Classic. Cinnamon-y. Frosted to perfection.
These cinnamon rolls don't get any better. I've made cinnamon rolls, orange rolls, raspberry rolls, etc. and always liked them. But, never really LOVED them the way I love these. I finally came up with a great recipe that includes aspects of all the others... creating the PERFECT cinnamon rolls! Mmmm...
1 cup milk
4 T. shortening
3 1/2 cups sifted flour
2 1/4 tsp. instant yeast
1/3 cup sugar
1/2 tsp. salt
1 egg at room temperature
Place milk and shortening in a microwave safe bowl and microwave until shortening is mostly melted. Stir and set in the refrigerator to cool it down.
Mix 2 cups flour, yeast, sugar and salt together in a large mixing bowl. When milk/shortening mixture has cooled down to about 105ºF (still really warm but not hot enough to kill the yeast) add it to the flour mixture. Add egg.

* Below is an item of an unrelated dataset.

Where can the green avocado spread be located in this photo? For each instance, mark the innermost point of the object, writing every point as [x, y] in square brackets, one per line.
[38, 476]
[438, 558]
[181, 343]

Stir until well combined (about 1 minute) and scrape sides periodically.
Switch to the dough hook on your mixer. Add remaining 1 1/2 cups flour and mix. The dough should be soft but still a little sticky. Run mixer on medium speed for 5 minutes. Allow dough to rest while you prepare cinnamon filling.
1/2 cup softened, unsalted butter
1/2 cup sugar
2 tsp. cinnamon
Combine cinnamon and sugar. Mix with softened butter.
Roll dough out into a large rectangle shape of about 12in. x 14in. Spread cinnamon sugar filling on top of rectangle. Roll long side all the way up. Use a piece of dental floss to mark the roll into 12 even pieces. Then slide the dental floss under the roll, bring both ends together on top of roll, cross ends and pull until the floss cuts all the way through the roll.
Place each piece in a greased 9x13 glass pan. Cover with clean kitchen towel and place on top of your preheating oven. Allow rolls to rise for about 30 minutes or until they have risen enough to fill up the whole pan.
Bake at 350ºF for 20 minutes or until lightly golden brown on tops.
1/4 cup butter, melted
1 cup powdered sugar
1 tsp. vanilla
Combine ingredients to make a frosting. Add a little milk if necessary to make the frosting thin enough to spread over warm rolls. Cool in the refrigerator while rolls are baking. When rolls are done baking spread frosting on top.